L’effet du nombre d’enfants sur l’offre de travail des mères provient donc en partie des incitations financières de la politique familiale. L’effet d’avoir plus de deux enfants sur l’offre de travail des mères est significativement négatif précisément lorsque seules les mères ayant plus de deux enfants sont éligibles à l’Allocation parentale d’éducation. Et l’effet négatif d’avoir plus d’un enfant sur l’offre de travail des mères est accru précisément lorsque les mères de plus d’un enfant sont éligibles à l’Allocation parentale d’éducation. L’impact net, c’est-à-dire expurgé de l’effet de l’Allocation parentale d’éducation, du passage de deux à plus de deux enfants sur l’activité des mères est en réalité très faible voire non significatif.
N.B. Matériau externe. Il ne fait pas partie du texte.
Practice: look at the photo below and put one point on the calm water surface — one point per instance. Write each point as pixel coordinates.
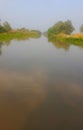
(41, 86)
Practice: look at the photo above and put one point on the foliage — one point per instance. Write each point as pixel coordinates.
(7, 26)
(61, 27)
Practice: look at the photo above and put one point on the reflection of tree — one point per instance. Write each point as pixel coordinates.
(1, 44)
(59, 44)
(65, 43)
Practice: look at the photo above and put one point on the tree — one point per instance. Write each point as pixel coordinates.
(62, 27)
(81, 28)
(7, 26)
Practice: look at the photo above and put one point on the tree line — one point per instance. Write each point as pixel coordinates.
(60, 27)
(63, 27)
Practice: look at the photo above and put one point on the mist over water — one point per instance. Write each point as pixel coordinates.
(41, 85)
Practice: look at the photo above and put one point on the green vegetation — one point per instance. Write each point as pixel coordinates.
(61, 27)
(60, 35)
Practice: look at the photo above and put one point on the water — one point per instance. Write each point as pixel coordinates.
(41, 86)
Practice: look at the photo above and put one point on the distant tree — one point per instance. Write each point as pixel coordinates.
(62, 27)
(81, 28)
(7, 26)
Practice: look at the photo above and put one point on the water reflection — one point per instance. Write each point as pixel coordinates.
(35, 101)
(64, 45)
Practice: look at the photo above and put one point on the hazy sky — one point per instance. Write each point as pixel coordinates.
(40, 14)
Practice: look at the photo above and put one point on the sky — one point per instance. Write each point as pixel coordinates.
(41, 14)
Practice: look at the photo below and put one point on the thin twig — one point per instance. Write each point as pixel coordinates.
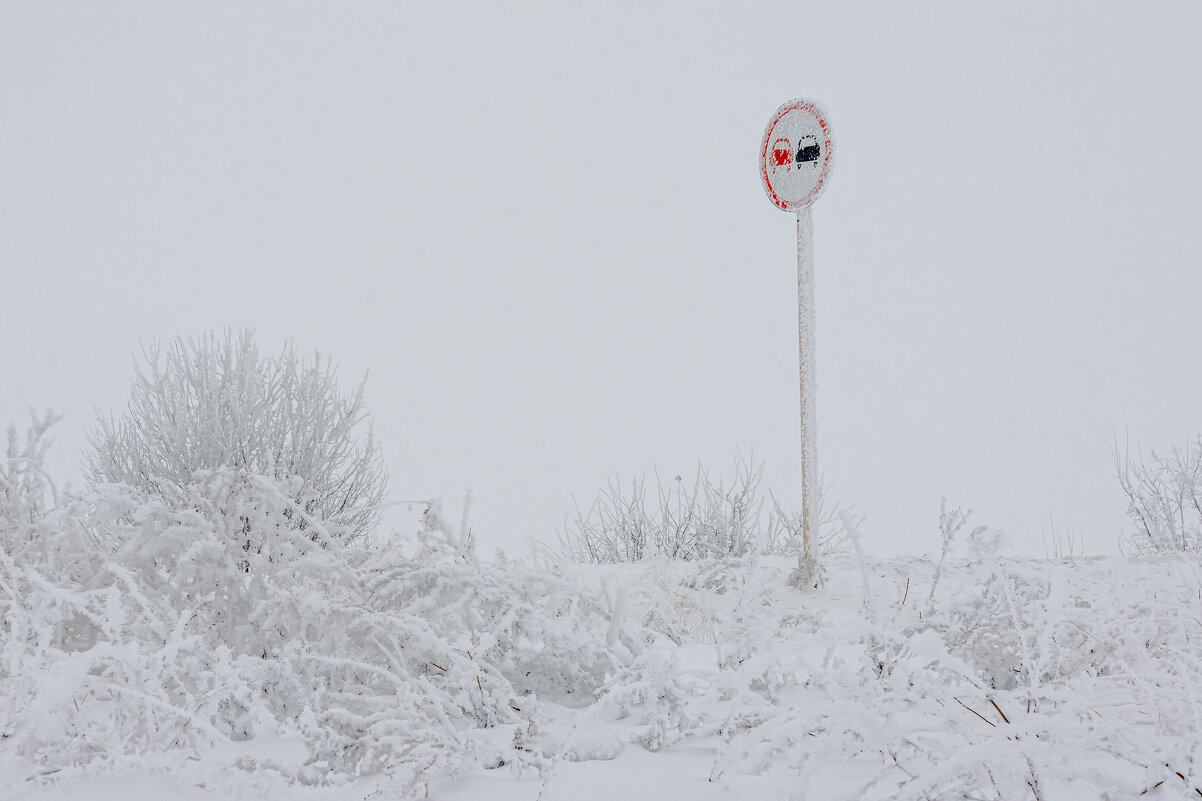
(975, 712)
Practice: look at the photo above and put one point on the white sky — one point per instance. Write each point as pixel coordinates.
(541, 229)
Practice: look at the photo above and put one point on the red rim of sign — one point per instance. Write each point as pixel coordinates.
(820, 116)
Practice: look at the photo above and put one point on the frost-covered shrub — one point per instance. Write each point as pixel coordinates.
(25, 488)
(222, 621)
(209, 403)
(701, 521)
(1164, 497)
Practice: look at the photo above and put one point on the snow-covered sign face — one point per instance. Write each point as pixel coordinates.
(796, 154)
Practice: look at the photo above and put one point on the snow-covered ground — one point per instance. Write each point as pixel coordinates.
(987, 677)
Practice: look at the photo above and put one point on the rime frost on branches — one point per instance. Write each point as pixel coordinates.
(1164, 497)
(696, 520)
(226, 622)
(209, 403)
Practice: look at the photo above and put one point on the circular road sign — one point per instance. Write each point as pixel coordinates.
(796, 154)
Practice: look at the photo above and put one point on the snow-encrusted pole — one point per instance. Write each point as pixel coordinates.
(807, 369)
(795, 165)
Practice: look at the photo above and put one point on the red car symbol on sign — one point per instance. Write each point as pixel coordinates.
(781, 154)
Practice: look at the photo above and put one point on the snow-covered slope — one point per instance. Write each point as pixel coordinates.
(986, 678)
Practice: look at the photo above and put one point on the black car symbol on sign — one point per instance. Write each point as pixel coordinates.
(807, 149)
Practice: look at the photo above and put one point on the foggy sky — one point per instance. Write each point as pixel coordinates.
(540, 227)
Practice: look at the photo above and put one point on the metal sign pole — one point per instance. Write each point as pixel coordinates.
(796, 154)
(805, 362)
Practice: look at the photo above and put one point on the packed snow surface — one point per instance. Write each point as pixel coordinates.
(149, 653)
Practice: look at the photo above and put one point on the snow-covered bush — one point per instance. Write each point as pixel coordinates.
(1164, 497)
(219, 618)
(701, 521)
(25, 488)
(209, 403)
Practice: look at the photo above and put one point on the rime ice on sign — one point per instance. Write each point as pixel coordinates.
(796, 154)
(795, 166)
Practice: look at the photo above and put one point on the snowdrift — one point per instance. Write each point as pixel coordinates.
(221, 633)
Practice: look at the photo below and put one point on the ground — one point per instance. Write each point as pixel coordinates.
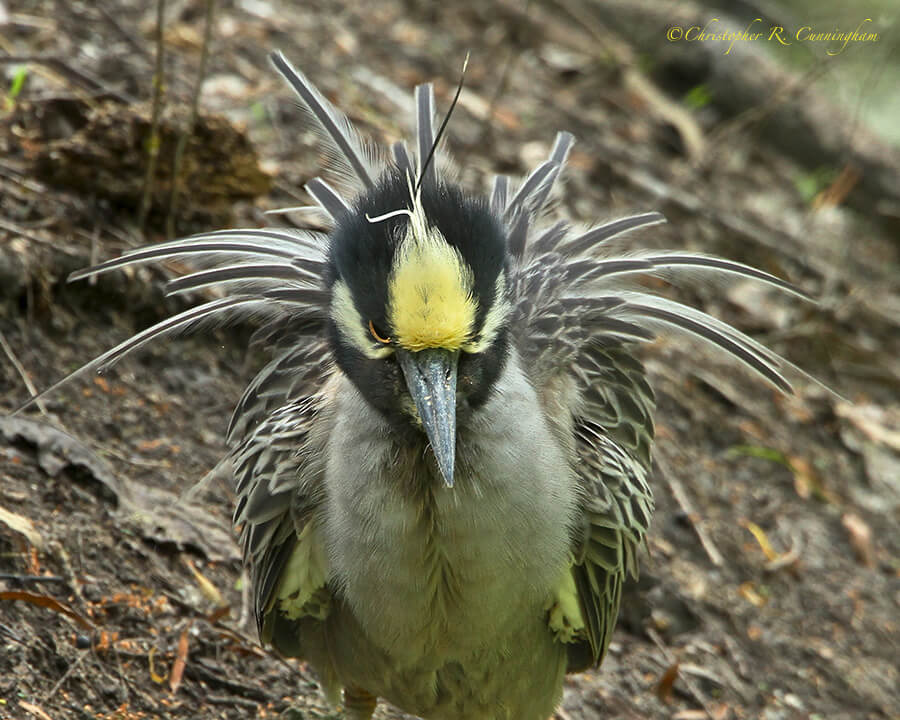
(771, 586)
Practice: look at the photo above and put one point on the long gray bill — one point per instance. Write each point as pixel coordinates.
(431, 379)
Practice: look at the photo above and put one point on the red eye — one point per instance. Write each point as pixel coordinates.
(375, 334)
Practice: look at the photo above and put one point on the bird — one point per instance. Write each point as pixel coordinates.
(442, 472)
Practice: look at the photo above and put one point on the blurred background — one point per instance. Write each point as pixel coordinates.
(772, 583)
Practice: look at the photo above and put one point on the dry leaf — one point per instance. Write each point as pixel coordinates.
(748, 592)
(155, 676)
(761, 538)
(666, 683)
(34, 710)
(180, 661)
(210, 591)
(21, 525)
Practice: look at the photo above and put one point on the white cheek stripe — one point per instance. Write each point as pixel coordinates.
(494, 320)
(352, 326)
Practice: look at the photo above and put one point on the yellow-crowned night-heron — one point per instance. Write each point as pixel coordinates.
(442, 474)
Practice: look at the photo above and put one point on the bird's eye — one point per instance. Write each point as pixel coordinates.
(380, 337)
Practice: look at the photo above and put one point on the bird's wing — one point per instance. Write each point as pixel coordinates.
(278, 470)
(617, 504)
(576, 351)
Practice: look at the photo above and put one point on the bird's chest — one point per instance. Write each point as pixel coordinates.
(442, 574)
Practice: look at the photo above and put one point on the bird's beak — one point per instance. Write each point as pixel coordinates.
(431, 379)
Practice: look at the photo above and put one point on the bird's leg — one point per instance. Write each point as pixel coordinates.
(359, 704)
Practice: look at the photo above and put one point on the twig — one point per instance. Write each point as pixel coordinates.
(153, 142)
(688, 683)
(65, 676)
(128, 37)
(31, 578)
(189, 130)
(24, 375)
(681, 497)
(22, 232)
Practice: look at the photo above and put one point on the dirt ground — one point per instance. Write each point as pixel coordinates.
(772, 585)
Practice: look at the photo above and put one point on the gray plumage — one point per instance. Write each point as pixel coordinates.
(450, 602)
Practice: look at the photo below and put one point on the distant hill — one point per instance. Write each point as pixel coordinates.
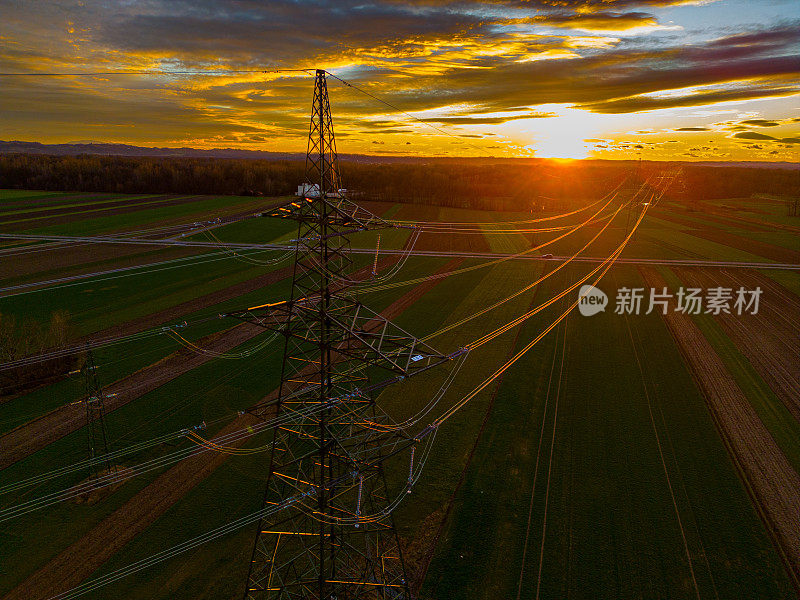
(105, 149)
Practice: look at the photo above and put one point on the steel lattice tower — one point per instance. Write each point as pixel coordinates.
(97, 438)
(341, 542)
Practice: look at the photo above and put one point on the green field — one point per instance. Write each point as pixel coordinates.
(591, 469)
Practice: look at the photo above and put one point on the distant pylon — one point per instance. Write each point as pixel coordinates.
(341, 543)
(97, 437)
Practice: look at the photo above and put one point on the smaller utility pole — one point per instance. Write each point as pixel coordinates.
(97, 438)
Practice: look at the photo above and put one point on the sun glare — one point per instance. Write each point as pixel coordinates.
(561, 136)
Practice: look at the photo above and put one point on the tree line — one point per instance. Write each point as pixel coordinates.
(520, 185)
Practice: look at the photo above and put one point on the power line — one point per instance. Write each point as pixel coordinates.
(409, 115)
(218, 72)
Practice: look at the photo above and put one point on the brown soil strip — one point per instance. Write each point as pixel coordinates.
(420, 551)
(35, 435)
(757, 247)
(711, 219)
(769, 338)
(31, 202)
(174, 313)
(725, 215)
(773, 485)
(84, 557)
(79, 257)
(86, 209)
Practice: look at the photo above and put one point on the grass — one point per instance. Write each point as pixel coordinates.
(612, 530)
(785, 429)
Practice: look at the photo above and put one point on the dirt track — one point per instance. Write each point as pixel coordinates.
(773, 485)
(81, 559)
(35, 435)
(768, 339)
(76, 258)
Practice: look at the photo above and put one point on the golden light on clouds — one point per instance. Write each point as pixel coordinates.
(610, 79)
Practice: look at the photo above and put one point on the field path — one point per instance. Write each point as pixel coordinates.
(84, 557)
(35, 435)
(773, 485)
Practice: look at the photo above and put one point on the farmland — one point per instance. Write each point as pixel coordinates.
(594, 467)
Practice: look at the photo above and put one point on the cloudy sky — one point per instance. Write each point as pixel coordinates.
(656, 79)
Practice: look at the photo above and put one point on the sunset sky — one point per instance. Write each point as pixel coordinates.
(656, 79)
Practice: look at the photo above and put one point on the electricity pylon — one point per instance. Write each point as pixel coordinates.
(341, 542)
(97, 438)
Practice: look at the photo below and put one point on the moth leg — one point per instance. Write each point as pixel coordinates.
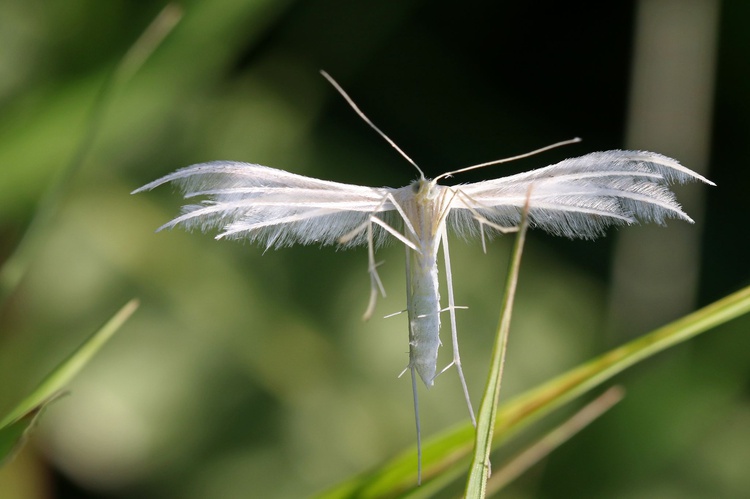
(454, 332)
(412, 370)
(419, 430)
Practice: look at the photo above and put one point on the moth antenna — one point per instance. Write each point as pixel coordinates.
(507, 160)
(367, 120)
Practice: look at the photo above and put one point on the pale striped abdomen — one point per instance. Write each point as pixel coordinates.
(424, 315)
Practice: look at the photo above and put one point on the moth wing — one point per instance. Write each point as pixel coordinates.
(578, 197)
(272, 207)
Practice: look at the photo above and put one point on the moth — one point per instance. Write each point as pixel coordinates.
(576, 198)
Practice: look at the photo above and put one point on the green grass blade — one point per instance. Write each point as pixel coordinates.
(552, 440)
(16, 424)
(447, 454)
(479, 472)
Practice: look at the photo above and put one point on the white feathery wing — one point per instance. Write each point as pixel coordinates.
(577, 198)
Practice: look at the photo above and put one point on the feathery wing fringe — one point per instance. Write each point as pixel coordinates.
(274, 207)
(577, 198)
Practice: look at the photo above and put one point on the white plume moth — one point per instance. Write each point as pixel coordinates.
(576, 198)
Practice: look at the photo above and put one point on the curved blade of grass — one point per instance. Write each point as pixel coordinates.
(446, 455)
(15, 267)
(17, 423)
(552, 440)
(479, 472)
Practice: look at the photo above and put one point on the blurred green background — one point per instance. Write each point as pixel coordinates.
(250, 374)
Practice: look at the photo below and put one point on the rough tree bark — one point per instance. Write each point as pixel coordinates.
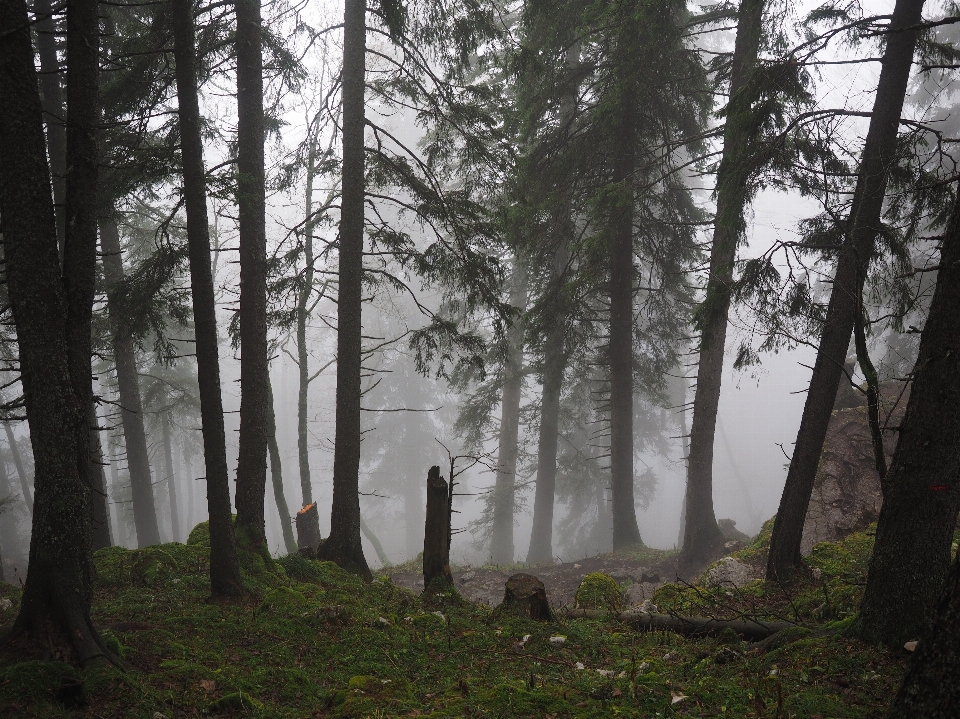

L’impact négatif de la fécondité sur l’activité des mères semble très lié au contexte institutionnel. Cela concorde avec les résultats de Brewster et Rindfuss (2000), à savoir que la corrélation négative entre fécondité et activité peut être réduite avec les bonnes politiques familiales. En France, l’existence de l’Allocation parentale d’éducation rend difficile l’augmentation simultanée du taux de fécondité et d’activité des mères. En effet, du fait que l’Allocation parentale d’éducation accroît l’impact de la fécondité sur l’activité, si la fécondité s’accroît, le taux d’activité des mères diminue. En réduisant l’impact de la fécondité sur l’activité des mères, la suppression ou la réduction de la durée de l’Allocation parentale d’éducation permettrait d’une part d’accroître l’activité des mères (effet direct), mais également d’affaiblir le cercle vicieux entre fécondité et activité. Dans ce contexte, toute hausse du nombre d’enfants ne se ferait pas nécessairement au détriment de l’activité des mères, ou en tous cas dans une moindre mesure. La disponibilité de modes de garde

accessibles financièrement peut également contribuer à faciliter la réinsertion des mères sur le marché du travail après une maternité. C’est l’objet du chapitre 7.